According to the National Observer article, the Canadian government is accusing the $2.8-billion company of operating a massive tax dodging scheme for years – and potentially depriving state coffers of as much $2.1-billion in cash. In addition,  the US Internal Revenue Service (IRS) is seeking (US) $32-million in back taxes from Cameco – and is investigating to see if the company owes more.

Cameco denies all and is headed for trial in September. But after what was revealed in the Panama Papers, would it be any surprise? This is the modern convenience for big business: off-shore tax havens.

From the story, “Yet, despite the vast sums involved, Kossick (a watchdog) is finding it difficult to raise awareness in Saskatchewan about the Cameco case. ‘What (Cameco does) is give away money here and there so everybody thinks they’re fine,” he explains. “They are very effective at dodging public concern.’”

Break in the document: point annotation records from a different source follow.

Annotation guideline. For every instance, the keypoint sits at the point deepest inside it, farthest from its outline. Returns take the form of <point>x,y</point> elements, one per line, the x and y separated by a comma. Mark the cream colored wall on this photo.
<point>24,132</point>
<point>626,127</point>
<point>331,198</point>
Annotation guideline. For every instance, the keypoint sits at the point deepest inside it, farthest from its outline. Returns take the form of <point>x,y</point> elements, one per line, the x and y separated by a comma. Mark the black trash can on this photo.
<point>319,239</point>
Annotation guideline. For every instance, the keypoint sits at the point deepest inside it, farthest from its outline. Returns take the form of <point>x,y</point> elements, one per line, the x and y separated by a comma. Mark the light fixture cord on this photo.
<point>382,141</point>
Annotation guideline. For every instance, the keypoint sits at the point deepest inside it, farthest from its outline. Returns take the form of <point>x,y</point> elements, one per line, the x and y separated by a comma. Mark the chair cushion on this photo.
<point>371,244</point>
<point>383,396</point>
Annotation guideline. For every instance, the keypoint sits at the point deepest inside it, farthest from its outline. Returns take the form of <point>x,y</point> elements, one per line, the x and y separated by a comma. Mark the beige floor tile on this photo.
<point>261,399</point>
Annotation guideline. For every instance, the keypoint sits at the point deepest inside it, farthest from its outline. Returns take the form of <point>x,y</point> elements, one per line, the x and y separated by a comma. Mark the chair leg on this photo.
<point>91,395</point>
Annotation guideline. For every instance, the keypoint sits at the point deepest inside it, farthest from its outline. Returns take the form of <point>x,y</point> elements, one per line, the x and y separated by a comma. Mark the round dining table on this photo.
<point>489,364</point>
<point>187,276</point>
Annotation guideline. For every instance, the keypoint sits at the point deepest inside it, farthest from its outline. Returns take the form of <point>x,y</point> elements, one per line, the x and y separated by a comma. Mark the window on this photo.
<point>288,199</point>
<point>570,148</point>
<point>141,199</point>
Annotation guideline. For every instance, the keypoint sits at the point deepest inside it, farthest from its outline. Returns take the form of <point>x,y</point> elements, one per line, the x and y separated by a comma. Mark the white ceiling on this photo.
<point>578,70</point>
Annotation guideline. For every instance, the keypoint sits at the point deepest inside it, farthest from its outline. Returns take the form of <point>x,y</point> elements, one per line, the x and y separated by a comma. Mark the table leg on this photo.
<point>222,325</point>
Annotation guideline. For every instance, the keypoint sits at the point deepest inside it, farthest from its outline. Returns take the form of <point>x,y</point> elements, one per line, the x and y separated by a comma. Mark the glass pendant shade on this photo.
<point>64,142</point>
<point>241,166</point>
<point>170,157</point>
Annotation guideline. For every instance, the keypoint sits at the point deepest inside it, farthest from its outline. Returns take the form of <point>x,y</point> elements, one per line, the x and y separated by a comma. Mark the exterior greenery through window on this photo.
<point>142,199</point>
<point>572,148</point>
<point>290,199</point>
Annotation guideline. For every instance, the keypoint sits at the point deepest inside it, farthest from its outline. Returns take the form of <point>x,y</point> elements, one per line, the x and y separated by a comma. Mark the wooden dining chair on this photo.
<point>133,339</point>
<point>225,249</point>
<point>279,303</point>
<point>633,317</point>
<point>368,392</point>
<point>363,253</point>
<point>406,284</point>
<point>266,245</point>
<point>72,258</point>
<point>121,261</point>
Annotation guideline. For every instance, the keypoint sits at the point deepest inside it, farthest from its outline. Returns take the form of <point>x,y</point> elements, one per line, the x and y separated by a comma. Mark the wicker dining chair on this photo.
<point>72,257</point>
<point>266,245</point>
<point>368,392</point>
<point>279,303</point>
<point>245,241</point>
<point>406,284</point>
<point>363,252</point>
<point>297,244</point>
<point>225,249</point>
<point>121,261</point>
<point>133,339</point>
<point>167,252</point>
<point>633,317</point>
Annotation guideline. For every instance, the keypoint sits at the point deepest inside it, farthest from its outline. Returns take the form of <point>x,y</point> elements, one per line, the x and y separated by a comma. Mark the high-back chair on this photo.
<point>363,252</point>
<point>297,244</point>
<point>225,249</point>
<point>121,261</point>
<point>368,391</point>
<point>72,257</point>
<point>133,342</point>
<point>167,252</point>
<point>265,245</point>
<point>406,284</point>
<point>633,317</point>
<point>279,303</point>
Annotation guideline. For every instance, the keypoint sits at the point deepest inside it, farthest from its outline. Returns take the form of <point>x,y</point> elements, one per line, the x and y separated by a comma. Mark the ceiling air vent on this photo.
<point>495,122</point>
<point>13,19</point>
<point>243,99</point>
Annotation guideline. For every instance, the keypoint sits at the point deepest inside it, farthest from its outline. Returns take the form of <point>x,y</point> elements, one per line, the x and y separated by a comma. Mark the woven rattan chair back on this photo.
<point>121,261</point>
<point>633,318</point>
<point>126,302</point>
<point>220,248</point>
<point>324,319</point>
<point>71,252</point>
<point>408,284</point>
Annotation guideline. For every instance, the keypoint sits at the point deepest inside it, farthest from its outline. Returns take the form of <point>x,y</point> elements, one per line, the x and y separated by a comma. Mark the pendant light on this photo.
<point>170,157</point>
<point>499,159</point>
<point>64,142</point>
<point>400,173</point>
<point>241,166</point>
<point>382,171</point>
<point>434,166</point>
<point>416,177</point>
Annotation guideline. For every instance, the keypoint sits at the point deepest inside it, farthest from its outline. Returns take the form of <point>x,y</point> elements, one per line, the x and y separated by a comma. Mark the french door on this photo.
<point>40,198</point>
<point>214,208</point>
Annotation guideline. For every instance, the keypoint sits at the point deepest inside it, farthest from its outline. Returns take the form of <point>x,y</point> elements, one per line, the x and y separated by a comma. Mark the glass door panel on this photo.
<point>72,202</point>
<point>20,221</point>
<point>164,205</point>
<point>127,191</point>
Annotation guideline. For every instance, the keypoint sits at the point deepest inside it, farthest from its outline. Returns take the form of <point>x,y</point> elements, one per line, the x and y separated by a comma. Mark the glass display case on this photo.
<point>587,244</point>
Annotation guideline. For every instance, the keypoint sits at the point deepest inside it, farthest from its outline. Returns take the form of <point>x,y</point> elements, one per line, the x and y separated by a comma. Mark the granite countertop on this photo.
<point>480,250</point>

This is an old trick that mining companies have long used: Toss a little short-term money at the local communities – help them fund parks and community efforts – so local politicians and citizens can’t criticize without catching heat from those who want the money. It’s bribery, because without that money, locals might complain a lot more when a mine degrades the land and water or has an accident.

This is what Tintina Resources – a subsidiary of a Canadian company bought by an Australian company – is doing with White Sulphur Springs: making promises of new wealth and prosperity. But will the area ultimately be poorer for it?